Tomo #1: I Was an Eighth-Grade Ninja (2007)
by Zondervan
160 Pages - Black and White [ Action / School Life ]

Creators - Andrew Simmons and Rob Corley
Artist - Ariel Padilla

Publisher summary: Martial arts moves aren't just for practice anymore. Hana, a Japanese orphan, is used to working on her martial-arts skills. After she moves to California to live with her grandfather, the only place she really feels at home is in his martial-arts studio. But all that practice will come in handy when savage creatures from another world attack! In the blink of an eye, Hana realizes she has a lot to learn about herself, her grandfather, and his strange little pet.

Reviewer: UC Pseudonym | Contact | 25 November 2007

Another interesting title from Zondervan is Tomo, a mix of action and school life. Though the “ninja + school” formula made me skeptical, the series has balanced and developed its premises far better than I had imagined.

Overall the art has a simple feel that works well for the story. The style also seems authentic as opposed to an effort to emulate manga art. More than the other titles this one has Japanese elements, but at least they have the reasonable excuse of a Japanese protagonist. Perhaps the Japanese word dropping is a bit excessive, but it adds a bit of authenticity (though… shurikens?). Though the artist shows a good grasp of emotions, most of the combat expressions seem a bit off, which could become more damaging as the plot progresses. I also wish Hana wasn’t drawn almost permanently in blush mode.

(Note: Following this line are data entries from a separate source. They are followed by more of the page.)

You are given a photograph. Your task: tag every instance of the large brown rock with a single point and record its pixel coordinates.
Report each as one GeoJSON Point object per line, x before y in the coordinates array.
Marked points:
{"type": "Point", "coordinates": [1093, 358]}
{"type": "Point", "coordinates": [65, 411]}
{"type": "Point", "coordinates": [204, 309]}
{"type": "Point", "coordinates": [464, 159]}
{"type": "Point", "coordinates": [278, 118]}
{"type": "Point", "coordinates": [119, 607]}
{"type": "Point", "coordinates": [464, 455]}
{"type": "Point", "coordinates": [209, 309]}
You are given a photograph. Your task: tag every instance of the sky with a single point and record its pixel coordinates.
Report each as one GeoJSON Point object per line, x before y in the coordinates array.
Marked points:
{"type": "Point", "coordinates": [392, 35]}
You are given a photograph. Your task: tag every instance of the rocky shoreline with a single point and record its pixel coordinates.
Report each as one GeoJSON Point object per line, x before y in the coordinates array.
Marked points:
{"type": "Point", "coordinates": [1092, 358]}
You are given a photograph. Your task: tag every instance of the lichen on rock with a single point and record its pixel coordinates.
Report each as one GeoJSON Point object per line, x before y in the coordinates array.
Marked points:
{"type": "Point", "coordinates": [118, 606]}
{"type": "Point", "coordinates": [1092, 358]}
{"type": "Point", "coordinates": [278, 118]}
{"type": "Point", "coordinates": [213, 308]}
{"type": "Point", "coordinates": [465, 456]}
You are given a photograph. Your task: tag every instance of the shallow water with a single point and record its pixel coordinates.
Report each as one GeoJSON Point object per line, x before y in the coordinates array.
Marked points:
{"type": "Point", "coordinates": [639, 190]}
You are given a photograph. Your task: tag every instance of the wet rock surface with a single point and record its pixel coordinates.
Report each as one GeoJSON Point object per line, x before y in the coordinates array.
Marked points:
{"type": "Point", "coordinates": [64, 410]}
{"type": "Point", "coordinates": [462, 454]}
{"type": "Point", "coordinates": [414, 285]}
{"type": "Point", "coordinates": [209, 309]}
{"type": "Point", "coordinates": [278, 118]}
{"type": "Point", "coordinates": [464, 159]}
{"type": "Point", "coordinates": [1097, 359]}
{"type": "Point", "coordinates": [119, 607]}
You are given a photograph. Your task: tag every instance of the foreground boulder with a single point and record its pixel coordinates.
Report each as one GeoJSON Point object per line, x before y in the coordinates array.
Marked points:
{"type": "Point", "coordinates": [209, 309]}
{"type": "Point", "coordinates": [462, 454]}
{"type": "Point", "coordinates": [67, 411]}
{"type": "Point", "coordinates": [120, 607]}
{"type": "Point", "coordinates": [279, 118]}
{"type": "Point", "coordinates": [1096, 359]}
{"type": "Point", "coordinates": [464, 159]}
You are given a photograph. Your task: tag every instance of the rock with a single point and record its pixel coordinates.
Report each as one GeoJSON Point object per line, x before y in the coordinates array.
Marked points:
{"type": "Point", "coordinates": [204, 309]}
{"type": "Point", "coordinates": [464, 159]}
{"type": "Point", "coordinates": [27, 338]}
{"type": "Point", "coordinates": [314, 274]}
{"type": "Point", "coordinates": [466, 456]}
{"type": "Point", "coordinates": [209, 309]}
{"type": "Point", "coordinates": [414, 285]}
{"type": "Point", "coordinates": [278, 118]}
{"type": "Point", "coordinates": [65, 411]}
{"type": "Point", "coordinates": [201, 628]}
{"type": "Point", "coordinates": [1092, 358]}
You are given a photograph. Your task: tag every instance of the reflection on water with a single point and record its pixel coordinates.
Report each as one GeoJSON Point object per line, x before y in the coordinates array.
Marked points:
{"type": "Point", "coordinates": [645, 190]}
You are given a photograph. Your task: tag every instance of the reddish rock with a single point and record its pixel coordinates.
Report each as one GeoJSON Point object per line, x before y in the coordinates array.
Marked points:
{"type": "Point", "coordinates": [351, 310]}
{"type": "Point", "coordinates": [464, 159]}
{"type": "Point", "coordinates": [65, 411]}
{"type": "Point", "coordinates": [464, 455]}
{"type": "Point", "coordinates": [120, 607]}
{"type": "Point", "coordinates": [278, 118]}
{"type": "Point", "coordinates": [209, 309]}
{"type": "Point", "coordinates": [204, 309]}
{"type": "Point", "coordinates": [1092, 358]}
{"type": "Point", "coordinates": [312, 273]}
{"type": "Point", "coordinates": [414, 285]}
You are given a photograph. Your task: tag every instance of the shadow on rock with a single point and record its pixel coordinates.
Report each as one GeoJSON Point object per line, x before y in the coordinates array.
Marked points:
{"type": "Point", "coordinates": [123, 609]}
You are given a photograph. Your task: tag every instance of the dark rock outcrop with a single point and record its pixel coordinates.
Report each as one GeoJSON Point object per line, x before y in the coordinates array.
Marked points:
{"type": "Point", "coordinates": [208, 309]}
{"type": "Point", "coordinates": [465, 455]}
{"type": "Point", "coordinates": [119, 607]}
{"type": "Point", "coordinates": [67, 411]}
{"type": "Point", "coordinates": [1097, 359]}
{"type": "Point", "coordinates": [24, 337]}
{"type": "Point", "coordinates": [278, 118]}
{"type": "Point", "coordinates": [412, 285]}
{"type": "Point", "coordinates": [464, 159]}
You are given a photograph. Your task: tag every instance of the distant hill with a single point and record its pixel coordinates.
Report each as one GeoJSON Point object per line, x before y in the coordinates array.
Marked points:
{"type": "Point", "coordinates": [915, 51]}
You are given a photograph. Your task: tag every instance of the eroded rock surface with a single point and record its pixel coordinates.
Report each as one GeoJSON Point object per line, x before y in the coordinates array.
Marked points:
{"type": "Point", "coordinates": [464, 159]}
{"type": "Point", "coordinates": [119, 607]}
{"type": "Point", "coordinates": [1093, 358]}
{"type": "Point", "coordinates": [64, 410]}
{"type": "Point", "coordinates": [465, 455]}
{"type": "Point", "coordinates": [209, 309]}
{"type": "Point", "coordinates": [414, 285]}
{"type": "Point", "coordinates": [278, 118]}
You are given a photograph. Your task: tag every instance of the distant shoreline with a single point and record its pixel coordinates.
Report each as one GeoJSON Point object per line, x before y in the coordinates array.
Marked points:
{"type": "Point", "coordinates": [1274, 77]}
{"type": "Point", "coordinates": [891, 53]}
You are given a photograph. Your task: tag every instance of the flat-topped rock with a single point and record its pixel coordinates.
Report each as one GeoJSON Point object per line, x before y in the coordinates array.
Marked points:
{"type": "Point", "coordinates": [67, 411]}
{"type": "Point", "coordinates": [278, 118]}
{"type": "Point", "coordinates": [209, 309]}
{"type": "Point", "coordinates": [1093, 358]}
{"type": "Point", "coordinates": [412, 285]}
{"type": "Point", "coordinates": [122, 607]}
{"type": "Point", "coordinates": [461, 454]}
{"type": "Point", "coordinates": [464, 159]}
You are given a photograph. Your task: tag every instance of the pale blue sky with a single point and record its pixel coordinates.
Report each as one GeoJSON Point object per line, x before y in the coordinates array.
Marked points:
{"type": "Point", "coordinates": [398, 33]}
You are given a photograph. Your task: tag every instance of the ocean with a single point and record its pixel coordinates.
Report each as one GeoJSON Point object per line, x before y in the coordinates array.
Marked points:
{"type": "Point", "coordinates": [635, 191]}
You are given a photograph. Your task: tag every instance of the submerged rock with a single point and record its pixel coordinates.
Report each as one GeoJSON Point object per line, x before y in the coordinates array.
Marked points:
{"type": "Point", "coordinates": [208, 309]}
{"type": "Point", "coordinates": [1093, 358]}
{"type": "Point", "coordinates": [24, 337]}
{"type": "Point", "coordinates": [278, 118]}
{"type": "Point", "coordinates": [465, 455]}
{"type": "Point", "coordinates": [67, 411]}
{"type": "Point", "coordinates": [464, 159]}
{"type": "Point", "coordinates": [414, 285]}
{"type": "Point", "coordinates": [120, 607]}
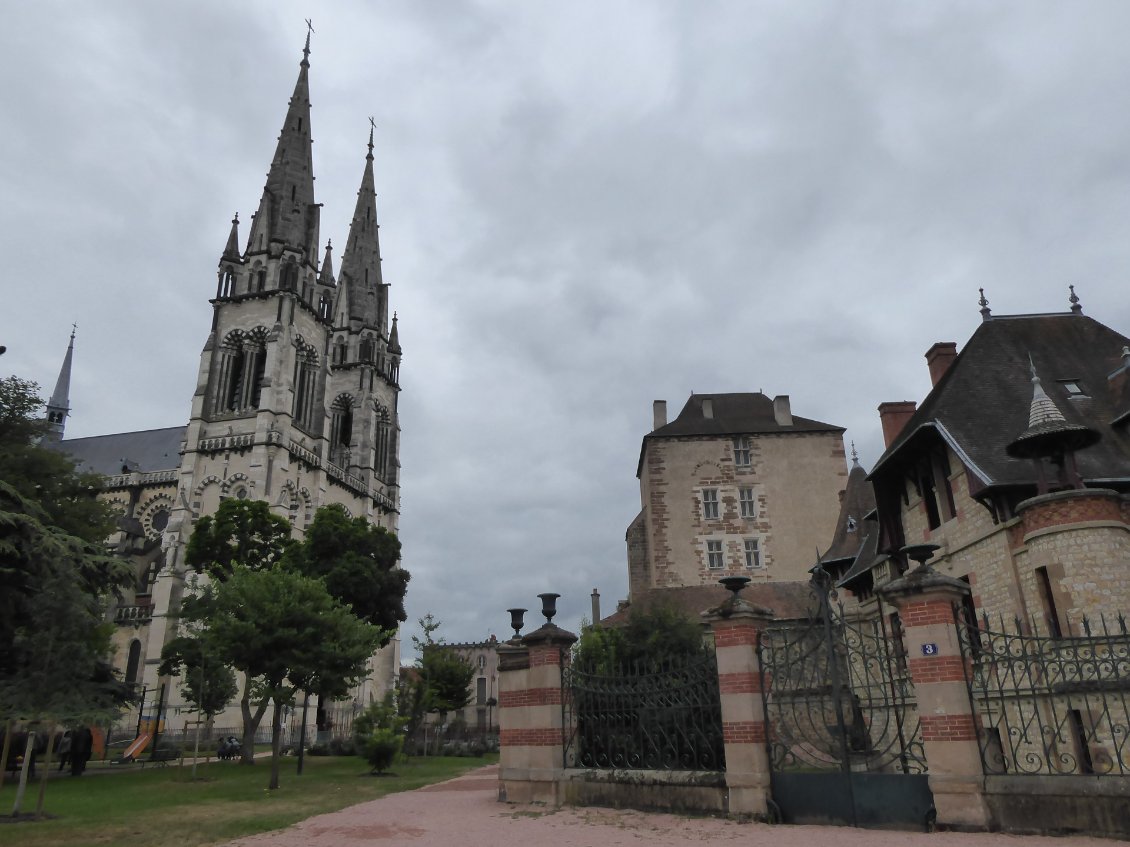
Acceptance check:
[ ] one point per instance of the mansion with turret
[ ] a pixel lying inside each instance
(295, 402)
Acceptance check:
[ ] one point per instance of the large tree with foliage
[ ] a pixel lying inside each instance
(285, 632)
(358, 562)
(241, 533)
(55, 579)
(439, 683)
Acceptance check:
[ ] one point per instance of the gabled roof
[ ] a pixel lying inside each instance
(787, 600)
(983, 401)
(731, 415)
(145, 452)
(736, 415)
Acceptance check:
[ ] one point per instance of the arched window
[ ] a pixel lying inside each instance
(305, 372)
(367, 349)
(226, 282)
(341, 430)
(240, 372)
(288, 277)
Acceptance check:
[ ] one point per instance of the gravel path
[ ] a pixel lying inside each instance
(464, 812)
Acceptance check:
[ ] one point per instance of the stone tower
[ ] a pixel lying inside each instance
(59, 404)
(296, 396)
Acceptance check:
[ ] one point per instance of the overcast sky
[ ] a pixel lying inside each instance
(584, 207)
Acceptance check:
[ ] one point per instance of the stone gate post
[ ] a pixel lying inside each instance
(926, 601)
(530, 723)
(736, 625)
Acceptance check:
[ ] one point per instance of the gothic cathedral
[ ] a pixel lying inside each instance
(295, 402)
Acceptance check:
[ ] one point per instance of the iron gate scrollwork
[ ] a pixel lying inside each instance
(1051, 704)
(640, 717)
(842, 727)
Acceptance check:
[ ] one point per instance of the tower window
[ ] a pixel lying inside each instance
(753, 549)
(741, 448)
(747, 501)
(714, 555)
(710, 504)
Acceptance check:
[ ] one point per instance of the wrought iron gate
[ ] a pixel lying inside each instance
(842, 728)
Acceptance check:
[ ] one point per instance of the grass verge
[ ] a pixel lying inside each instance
(164, 808)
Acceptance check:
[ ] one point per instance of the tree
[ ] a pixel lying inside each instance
(209, 683)
(650, 640)
(285, 632)
(241, 533)
(358, 562)
(440, 681)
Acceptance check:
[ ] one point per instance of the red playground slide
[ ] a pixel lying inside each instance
(136, 748)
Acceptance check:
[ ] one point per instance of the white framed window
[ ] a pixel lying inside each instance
(714, 555)
(753, 553)
(741, 452)
(748, 501)
(710, 504)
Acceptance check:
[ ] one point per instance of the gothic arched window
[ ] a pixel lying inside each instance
(305, 372)
(367, 349)
(288, 277)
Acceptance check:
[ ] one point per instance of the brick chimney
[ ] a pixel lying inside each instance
(894, 416)
(782, 410)
(939, 358)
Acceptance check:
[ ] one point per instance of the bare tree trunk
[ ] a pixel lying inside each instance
(276, 735)
(46, 770)
(6, 751)
(28, 751)
(251, 721)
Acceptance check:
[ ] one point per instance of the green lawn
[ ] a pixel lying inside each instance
(162, 806)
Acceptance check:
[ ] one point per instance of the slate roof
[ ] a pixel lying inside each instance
(735, 415)
(983, 401)
(732, 415)
(787, 600)
(145, 452)
(851, 527)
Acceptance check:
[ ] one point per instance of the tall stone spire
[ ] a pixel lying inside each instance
(361, 262)
(232, 249)
(59, 405)
(287, 214)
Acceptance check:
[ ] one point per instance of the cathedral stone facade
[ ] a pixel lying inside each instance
(295, 402)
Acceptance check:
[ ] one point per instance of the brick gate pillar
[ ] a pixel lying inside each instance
(530, 723)
(926, 602)
(736, 625)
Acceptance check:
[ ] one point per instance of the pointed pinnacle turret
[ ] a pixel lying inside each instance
(1049, 433)
(361, 262)
(287, 212)
(59, 405)
(394, 338)
(232, 249)
(326, 276)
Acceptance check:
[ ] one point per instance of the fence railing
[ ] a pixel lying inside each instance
(1050, 705)
(643, 718)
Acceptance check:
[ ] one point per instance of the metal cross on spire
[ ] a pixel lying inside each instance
(305, 51)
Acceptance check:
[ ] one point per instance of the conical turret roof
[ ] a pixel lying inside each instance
(361, 262)
(287, 212)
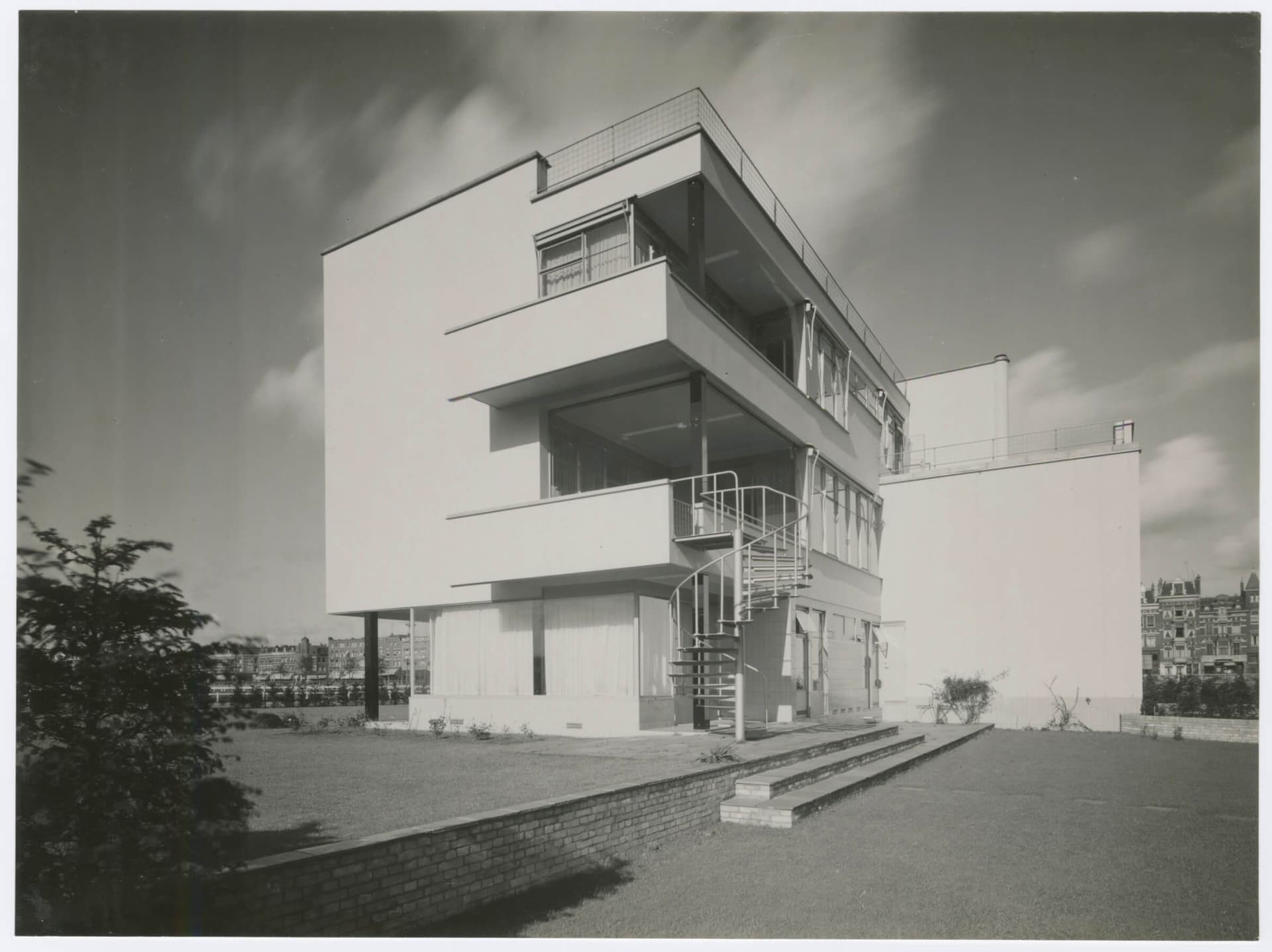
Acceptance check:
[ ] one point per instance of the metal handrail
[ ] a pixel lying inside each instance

However, I do have one issue with the art that is somewhat pervasive. I can’t take the younger characters seriously as eighth graders, instead thinking about them as elementary students (which makes some of the slang jarring). Though at first I thought Hana was merely short due to ethnicity, Brittany and other peers all seem diminutive.

As a whole the flow of events is fairly clear. The fighting is decent but has yet to be truly tested, as this phase of the plot requires relatively little action. It was nice to see Hana completely fail to hit Surgar, however, as there were certainly much easier ways the scene could have been taken.

Our central characters are somewhat well established, with solid characterization for both Hana and her grandfather. As for Lord Ardath… can this be? A Christian series has a compelling villain? On the negative side, Brittany’s friends are fairly one-dimensional and their apparently random racism (in San Francisco?) seems forced in order to create a school conflict. Perhaps their characters will be developed further later, but for now they are a weakness.

Which brings me to my central complaint: Tomo. For the title character, he is surprisingly unnecessary. It is obvious he has a lot to do with the plot (given his true identity) but he is mostly irritating. I think a comic relief animal is a bad idea, even if the animal is actually funny, but perhaps at this point I need to acknowledge this series is written for a younger audience. I remain skeptical as to how humorous they will find his antics and grateful he isn’t as important as many other aspects of the series.

So far the plot is still in its early stages and seems well-managed, if relatively simple. It is nice to see competent villains (especially how the fox soldiers adapt quickly enough to pose as exterminators instead of bumbling around with lame culture-shock jokes) and the story promises interesting future conflicts. The writing is fairly adept and excepting Tomo the humor is generally funny (the “Yelp! Yelp! / Worthless peasant!” panel is my favorite).

Though there is no effort made to hide where the series is going concerning Christianity, it is good that the authors felt no need to drive these aspects in from the start. Hana’s encounter with Christianity feels realistic, though I am curious how this will be developed as the series progresses. Having the Ephesians 6 armor of God as a central theme has been done before, but since this hasn’t been stressed so far I think it might be manageable. One must wonder, however, why the Sword of the Spirit isn’t a katana. I understand Argon Falls is more European-based, but it feels somewhat out of place amid so much eastern weaponry.

Tomo has the potential to be a very enjoyable series, for children or adults, based on how it develops the elements begun in the first volume. For the moment I shall follow the releases with anticipation.